Some examples of where connections were made and support a partially meets rating is:

• Chapter 3, "Slope: Unit Rate of Change," lessons 1 and 5 connect 8.EE.B.5 and 8.F.A by having students determine the rate of change from graphs by using the formal definition of rate of change and using rise/run formula. Students will compare the rates of graphs, compare the steepness of four lines on the same graph and relate the steepness of the lines to the magnitudes of their rates of change.
• Chapter 4, "Multiple Representations of Linear Functions," lessons 1 through 3 connect 8.EE.C.7.B and 8.F.A by having students, given linear equations written in standard form, complete tables by evaluating each equation and solving for the value of either x or y.

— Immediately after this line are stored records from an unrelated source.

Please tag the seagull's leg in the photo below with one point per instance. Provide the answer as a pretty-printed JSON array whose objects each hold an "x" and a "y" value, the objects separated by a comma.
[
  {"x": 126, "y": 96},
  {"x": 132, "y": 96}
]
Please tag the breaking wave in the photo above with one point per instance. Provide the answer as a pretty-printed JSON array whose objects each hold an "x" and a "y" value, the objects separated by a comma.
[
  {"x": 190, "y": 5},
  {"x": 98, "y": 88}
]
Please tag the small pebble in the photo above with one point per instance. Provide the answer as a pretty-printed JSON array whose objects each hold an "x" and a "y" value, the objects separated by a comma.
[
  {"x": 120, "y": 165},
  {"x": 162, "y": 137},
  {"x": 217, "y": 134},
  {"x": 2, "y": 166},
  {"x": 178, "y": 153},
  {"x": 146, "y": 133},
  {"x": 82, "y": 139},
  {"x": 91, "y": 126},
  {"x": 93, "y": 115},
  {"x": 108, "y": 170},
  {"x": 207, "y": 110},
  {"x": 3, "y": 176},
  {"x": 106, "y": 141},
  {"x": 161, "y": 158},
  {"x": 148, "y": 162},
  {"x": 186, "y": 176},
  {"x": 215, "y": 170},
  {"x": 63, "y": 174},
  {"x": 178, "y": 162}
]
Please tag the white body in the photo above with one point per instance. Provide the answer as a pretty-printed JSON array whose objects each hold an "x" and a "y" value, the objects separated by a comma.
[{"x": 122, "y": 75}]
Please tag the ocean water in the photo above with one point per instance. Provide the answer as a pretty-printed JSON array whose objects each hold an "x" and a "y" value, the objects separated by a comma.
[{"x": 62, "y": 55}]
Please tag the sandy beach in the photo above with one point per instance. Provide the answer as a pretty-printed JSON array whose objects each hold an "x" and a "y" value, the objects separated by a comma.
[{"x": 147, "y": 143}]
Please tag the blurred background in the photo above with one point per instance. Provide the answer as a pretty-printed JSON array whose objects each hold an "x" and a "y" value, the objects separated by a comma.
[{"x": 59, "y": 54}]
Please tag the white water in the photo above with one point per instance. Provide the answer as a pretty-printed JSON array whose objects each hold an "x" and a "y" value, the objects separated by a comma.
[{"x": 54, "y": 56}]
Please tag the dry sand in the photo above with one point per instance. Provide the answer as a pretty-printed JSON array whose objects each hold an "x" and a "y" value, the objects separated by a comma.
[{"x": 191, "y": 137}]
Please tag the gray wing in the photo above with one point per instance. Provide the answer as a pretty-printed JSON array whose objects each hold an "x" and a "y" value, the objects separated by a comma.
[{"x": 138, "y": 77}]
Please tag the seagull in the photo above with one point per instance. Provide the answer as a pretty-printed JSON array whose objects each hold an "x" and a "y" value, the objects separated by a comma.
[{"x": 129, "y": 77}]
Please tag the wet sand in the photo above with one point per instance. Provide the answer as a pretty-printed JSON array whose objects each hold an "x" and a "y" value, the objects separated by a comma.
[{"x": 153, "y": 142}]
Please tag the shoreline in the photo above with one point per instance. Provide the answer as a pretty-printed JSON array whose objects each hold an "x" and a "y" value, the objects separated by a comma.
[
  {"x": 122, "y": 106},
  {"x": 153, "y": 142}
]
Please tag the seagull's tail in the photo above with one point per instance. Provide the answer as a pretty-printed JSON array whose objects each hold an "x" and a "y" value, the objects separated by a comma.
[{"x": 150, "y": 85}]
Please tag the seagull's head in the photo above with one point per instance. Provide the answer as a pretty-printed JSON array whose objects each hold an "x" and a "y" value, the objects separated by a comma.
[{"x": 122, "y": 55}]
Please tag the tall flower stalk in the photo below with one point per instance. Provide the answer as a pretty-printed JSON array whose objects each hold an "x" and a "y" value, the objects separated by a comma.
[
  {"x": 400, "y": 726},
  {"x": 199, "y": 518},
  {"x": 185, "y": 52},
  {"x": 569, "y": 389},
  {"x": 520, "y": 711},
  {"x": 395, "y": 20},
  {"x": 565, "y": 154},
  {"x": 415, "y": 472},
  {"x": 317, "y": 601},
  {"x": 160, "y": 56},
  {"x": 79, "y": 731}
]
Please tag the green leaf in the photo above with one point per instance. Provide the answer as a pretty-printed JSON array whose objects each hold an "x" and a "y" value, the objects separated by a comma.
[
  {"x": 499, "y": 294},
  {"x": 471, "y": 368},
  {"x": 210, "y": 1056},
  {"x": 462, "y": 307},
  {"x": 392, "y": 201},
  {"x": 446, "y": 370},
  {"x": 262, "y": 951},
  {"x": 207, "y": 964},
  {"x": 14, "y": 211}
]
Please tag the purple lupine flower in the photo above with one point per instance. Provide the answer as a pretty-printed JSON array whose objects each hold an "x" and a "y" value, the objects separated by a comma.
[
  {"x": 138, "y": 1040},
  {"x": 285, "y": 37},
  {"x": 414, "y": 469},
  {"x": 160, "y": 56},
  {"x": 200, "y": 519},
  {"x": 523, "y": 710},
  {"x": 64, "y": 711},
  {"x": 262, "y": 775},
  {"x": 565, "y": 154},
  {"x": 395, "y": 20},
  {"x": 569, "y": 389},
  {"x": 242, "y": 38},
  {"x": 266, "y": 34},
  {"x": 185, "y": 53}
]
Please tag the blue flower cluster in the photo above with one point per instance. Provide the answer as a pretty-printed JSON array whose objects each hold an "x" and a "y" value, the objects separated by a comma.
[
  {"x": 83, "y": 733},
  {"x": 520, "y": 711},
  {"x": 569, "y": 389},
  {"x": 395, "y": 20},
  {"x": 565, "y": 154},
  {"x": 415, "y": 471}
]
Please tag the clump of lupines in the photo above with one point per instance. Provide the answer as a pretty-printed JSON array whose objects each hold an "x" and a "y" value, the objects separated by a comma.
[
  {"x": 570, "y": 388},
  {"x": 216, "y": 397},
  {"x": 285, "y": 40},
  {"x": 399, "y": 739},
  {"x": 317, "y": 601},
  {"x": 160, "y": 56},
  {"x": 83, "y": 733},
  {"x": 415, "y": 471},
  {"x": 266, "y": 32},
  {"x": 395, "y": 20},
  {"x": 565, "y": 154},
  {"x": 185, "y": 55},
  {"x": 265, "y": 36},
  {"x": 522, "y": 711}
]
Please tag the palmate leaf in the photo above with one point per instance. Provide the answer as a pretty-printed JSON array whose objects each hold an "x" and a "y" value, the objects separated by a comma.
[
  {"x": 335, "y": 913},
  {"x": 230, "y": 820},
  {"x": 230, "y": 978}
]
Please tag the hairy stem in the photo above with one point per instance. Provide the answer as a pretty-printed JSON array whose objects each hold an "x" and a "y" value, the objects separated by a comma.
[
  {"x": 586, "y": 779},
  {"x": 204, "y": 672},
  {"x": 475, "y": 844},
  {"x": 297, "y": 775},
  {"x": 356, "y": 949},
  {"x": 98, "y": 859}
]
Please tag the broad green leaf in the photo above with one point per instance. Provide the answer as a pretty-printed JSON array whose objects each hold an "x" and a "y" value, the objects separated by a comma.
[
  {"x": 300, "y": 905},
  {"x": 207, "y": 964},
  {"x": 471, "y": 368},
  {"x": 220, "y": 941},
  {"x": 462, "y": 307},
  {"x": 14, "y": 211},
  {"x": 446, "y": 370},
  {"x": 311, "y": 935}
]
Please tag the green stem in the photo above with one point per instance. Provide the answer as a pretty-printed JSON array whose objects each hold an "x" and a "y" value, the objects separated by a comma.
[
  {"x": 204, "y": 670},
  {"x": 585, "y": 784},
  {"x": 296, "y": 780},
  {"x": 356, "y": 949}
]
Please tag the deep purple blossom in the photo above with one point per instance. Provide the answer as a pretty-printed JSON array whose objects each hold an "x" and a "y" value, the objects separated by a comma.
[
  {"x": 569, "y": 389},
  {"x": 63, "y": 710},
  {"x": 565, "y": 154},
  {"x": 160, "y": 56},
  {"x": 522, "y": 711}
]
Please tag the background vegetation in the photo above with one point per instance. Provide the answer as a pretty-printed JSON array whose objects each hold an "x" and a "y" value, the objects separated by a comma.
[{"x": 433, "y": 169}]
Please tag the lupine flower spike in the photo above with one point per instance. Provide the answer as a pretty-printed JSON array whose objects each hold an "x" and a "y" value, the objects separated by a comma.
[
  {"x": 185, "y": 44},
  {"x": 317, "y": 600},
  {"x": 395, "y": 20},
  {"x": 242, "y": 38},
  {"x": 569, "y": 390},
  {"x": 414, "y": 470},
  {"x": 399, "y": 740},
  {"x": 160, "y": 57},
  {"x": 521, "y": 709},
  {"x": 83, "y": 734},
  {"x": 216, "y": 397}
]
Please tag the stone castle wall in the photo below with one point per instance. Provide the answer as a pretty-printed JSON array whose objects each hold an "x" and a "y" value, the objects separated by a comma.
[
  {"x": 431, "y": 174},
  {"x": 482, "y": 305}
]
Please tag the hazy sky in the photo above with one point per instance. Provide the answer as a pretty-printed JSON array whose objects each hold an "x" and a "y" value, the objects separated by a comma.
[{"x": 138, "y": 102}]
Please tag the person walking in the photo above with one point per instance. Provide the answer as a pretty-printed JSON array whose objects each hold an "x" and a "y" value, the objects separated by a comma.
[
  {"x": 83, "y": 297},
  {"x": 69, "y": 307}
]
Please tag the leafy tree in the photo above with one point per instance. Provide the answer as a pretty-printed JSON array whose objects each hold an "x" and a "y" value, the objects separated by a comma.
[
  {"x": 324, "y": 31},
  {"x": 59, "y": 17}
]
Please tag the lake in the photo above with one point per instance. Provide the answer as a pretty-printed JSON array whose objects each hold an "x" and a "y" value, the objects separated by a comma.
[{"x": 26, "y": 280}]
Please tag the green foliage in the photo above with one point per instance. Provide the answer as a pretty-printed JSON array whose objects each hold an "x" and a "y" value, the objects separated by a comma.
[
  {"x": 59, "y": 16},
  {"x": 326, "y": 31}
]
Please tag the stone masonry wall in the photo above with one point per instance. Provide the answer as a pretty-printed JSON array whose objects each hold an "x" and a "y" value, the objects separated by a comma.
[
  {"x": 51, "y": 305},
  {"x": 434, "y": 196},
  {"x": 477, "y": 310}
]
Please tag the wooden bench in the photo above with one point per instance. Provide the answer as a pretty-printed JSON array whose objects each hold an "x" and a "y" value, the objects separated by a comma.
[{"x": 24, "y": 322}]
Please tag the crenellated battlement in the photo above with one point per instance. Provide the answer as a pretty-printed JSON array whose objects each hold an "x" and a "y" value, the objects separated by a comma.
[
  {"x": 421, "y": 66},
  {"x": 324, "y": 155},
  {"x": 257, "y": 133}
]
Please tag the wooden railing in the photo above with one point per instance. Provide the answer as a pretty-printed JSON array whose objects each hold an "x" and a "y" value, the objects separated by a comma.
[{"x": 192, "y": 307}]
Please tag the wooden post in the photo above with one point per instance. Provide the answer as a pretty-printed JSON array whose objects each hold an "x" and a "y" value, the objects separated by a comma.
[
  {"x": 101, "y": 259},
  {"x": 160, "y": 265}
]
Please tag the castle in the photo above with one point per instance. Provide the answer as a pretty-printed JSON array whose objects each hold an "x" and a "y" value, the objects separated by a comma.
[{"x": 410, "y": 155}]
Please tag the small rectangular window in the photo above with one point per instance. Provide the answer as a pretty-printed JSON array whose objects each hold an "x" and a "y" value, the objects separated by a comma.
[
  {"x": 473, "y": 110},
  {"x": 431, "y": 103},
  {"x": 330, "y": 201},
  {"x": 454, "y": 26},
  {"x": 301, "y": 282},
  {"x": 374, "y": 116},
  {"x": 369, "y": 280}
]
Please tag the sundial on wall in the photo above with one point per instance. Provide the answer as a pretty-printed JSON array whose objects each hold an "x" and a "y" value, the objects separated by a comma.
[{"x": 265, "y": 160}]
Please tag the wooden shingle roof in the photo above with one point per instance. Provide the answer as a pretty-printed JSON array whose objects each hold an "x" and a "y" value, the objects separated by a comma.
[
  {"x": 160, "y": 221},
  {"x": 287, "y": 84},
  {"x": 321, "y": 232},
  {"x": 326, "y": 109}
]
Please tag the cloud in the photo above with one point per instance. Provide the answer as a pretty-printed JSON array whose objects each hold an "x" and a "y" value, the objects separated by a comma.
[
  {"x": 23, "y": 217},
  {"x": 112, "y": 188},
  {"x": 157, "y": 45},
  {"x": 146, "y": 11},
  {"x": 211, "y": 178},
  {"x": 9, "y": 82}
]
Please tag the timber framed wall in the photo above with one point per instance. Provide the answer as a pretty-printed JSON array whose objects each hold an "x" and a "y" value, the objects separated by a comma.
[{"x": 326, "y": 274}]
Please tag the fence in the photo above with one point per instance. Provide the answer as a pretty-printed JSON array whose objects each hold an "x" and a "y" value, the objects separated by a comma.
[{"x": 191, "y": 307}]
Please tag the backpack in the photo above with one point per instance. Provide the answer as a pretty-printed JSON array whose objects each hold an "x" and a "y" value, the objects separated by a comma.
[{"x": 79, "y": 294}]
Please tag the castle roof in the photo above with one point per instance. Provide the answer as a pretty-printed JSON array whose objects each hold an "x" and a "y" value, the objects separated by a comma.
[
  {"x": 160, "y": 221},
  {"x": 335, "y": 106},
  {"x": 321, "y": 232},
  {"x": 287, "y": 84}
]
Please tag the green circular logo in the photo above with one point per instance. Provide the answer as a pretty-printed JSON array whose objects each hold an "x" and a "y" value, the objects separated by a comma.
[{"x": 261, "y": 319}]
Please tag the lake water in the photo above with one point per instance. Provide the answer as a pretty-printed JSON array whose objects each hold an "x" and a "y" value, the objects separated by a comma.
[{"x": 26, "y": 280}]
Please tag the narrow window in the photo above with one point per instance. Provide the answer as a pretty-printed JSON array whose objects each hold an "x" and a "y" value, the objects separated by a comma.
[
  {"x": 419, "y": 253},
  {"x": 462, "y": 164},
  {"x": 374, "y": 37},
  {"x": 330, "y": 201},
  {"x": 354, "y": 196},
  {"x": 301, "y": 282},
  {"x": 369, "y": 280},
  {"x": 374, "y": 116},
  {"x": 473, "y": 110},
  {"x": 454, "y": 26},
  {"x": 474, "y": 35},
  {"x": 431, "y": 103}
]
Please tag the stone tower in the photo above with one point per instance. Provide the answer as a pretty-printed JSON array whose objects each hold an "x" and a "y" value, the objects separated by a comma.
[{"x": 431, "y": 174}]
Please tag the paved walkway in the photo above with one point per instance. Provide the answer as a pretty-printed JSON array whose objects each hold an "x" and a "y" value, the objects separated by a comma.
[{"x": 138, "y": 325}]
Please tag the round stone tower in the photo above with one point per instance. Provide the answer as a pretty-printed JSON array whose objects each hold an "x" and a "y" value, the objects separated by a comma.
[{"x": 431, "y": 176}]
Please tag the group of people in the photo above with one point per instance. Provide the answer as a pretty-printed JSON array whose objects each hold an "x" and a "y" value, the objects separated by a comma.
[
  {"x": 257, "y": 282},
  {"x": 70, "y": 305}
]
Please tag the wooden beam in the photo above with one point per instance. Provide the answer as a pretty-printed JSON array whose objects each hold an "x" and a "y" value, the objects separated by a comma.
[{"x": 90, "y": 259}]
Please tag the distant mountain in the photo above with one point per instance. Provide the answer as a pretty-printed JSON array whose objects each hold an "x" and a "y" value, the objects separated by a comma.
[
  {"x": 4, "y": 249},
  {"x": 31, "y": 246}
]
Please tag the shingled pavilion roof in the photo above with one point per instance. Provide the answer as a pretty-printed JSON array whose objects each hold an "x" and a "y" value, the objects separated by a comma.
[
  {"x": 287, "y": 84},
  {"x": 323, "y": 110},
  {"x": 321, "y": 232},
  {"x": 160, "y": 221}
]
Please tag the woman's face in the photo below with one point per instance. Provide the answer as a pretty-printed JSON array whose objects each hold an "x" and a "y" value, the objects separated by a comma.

The points are graphed and then used to calculate slope. Finally, the students convert the standard form linear equations into slope-intercept form.
• Chapter 6, "Pythagorean Theorem," lesson 1 connects 8.NS.A and 8.EE.A.2 by having students determine the area of a larger square and the sum of the areas of the two smaller squares to prove they are equal. Students also use the Pythagorean Theorem to solve for the length of unknown sides of right triangles set in a variety of contexts. In lessons 2 through 6, 8.EE.A.2 and 8.G.B are connected by having students use the Pythagorean Theorem to determine that the diagonals in a rectangle and square are congruent along with the diagonals of a trapezoid only when the figure is isosceles.